There is much evidence that some forms of psychosis can be induced by brainwashing. In Westminster, there are an increasing number of people who belong to a new cult called 'The Third Way'. Run in Islington by a sinister ex-lawyer, The Third Way is the first cult to believe in absolutely nothing at all.

They have clearly got to Mr Dobson, who was heard to mutter the cult's name several times. They may also be responsible for some of his visions, containing as they did, some of the cult's other codewords: new visions, visions of partnership, and visions about social exclusion.

All Change

Mr Dobson's quest, for 'some better way between either total loss of freedom in an institution or being in the community with precious few ways of ensuring sufficient compliance with a treatment programme', is as perceptive as it is original. Those words were spoken not by the current Secretary of State (though his were remarkably similar), but by Virginia Bottomley, a previous incumbent, when giving evidence to the House of Commons Health Select Committee for its report on Community Supervision Orders (CSOs) back in 1993....

At the time, there was great public concern about the Care in the Community policy following a number of high-profile cases (sound familiar?). The Committee recommended against CSOs, so the Government of the day introduced Supervision Registers and Aftercare with Supervision instead.

Five years on, little has changed. There is no evidence to suggest that homicides committed by people released from hospital have either fallen with the increased coercion, or increased with the continued closure of long-stay hospitals.
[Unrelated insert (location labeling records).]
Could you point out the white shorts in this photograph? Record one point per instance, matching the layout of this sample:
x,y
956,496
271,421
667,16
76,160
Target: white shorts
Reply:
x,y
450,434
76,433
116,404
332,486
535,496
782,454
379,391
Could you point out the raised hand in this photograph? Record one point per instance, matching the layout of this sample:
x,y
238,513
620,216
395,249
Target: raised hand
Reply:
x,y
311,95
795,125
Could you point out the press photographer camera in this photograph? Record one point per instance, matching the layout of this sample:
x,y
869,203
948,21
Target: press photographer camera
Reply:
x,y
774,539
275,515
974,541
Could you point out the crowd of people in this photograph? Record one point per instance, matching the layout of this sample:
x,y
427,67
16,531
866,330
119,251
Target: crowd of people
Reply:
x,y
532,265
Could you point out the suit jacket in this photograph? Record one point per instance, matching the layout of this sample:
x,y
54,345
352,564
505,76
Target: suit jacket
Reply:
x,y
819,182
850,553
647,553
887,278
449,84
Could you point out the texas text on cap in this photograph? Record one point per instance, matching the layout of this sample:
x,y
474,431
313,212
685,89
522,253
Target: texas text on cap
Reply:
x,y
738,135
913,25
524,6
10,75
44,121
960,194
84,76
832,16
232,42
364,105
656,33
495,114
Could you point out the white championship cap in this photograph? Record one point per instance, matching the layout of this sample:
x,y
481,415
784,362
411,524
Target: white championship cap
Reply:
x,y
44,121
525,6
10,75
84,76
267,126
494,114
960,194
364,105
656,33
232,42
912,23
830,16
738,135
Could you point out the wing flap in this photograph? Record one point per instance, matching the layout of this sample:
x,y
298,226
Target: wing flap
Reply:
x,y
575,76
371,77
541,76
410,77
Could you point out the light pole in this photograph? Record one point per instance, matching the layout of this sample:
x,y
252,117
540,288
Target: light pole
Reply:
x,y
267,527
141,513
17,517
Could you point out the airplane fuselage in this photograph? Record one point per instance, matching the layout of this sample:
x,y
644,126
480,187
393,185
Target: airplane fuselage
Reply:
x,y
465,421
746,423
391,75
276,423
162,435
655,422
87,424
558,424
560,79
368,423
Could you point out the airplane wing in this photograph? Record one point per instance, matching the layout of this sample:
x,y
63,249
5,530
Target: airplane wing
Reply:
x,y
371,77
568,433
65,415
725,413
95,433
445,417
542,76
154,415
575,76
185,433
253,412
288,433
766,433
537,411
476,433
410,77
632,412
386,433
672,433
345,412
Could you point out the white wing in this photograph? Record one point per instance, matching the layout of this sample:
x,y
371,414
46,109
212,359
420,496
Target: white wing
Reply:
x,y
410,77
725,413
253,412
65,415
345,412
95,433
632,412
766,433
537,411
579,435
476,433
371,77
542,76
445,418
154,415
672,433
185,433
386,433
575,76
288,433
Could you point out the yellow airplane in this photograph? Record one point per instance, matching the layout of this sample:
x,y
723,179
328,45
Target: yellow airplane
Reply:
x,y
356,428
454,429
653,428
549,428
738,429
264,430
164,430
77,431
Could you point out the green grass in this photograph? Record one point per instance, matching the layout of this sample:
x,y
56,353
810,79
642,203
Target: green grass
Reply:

So what's new in this Third Way? Apart from the promise of an increase in counselling, there are some things that may actually help. A twenty-four hour crisis helpline may be useful - but not if it just tells people to keep taking their tablets. Improved training for general practitioners (GPs), again, will only help if it can get beyond the keep-taking-the-tablets stage. In fact, for any of the familiar words to amount to any real change, Messrs Dobson and Boateng will have to ease the psychiatric profession away from its chronic drug dependency.

And So To Bed

Until services become attractive to those who need them, we are left with 'assertive outreach' (which some are calling the third reich in mental health), more acute beds, and, of course, a review of the 1983 Mental Health Act.

With the possible exception of assertive outreach, the review of legislation is the least unexpected part of the announcement. I shall resist the temptation to rehearse my views on the 1983 Act's successor (see OM86 - 'A mental health manifesto'). The Government's refutation of the spectre of 'distressed patients being held down against their will and forcibly injected over their own kitchen tables' leaves several serious questions unanswered. Will staff have to take people into their bedrooms or bathrooms? Or will they simply wrestle people to the floor, thus obviating the need for furniture of any kind? If the Secretary of State for Health finds unacceptable the image of 'distressed patients being held down against their will and forcibly injected over their own kitchen tables', how long is he prepared to tolerate the barbaric practices in his hospitals, clinics, hostels and GPs' surgeries?

Mixed Messages

People will remember that Virginia Bottomley was an anagram of I'm an evil Tory bigot; we now realise that Frank Dobson has her daft knobs on.